Billy Joel
Box sets as catalog ghetto
Reviewed by Melanie Haupt, Fri., Dec. 23, 2011
Billy Joel
The Complete Albums Collection (Columbia)The first six titles of this 15-album catalog in mini-LP sleeves make up Billy Joel's first act, spanning 1971's Cold Spring Harbor to 1978 hit 52nd Street. There's a fistful of genuine radio hits, including "She's Got a Way," "Piano Man," and the genuinely lovely "She's Always a Woman" from 1977's The Stranger, but while many of the archival songs from the piano man's youth strive to be cinematic, they come off as melodrama, even if it's a compelling study to cue up his "New York State of Mind" from Turnstiles (1976) next to Jay-Z's "Empire State of Mind." Joel's second act, the Reagan-era oeuvre, picks up pop-singer steam with "It's Still Rock & Roll to Me" (Glass Houses, 1980) and blue-collar anthems "Allentown" (The Nylon Curtain, 1982), "Uptown Girl" (An Innocent Man, 1983), and "The Downeaster 'Alexa'" (Storm Front, 1989).
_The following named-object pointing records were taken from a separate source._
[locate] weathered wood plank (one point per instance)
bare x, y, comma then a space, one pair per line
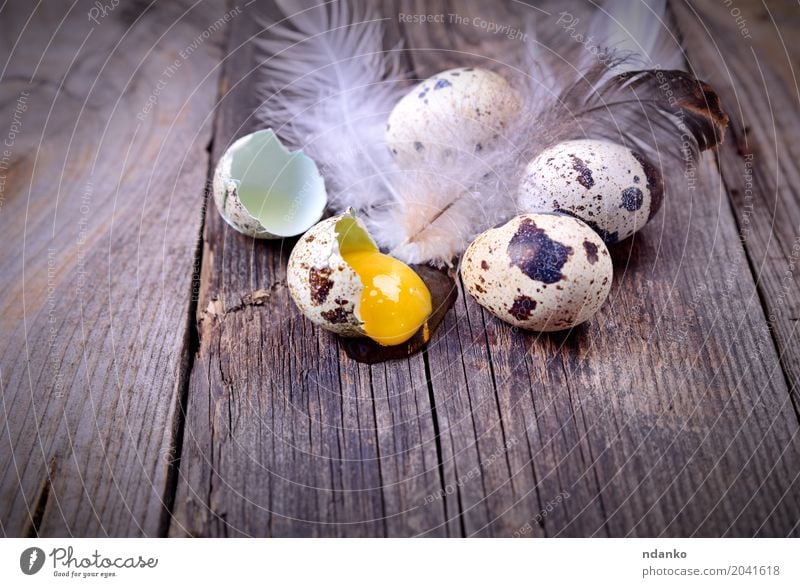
759, 164
101, 211
286, 436
653, 417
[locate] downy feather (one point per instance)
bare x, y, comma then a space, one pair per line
569, 89
327, 87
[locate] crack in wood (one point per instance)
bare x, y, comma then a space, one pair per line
40, 505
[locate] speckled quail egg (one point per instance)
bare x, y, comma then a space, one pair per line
463, 109
541, 272
612, 188
341, 281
The hidden gem comes last, in what should be Joel's third act, Fantasies & Delusions (2001), music for solo piano composed by Joel and performed by British pianist Richard Joo. A gifted instrumentalist, Joel's real talents, it turns out, have been shrouded by schlock pop. 2005's 4-CD My Lives boxed an alternate history of Joel the hit maker. The Complete Albums Collection confines him to the sociopolitical zeitgeist of each album's 15 minutes.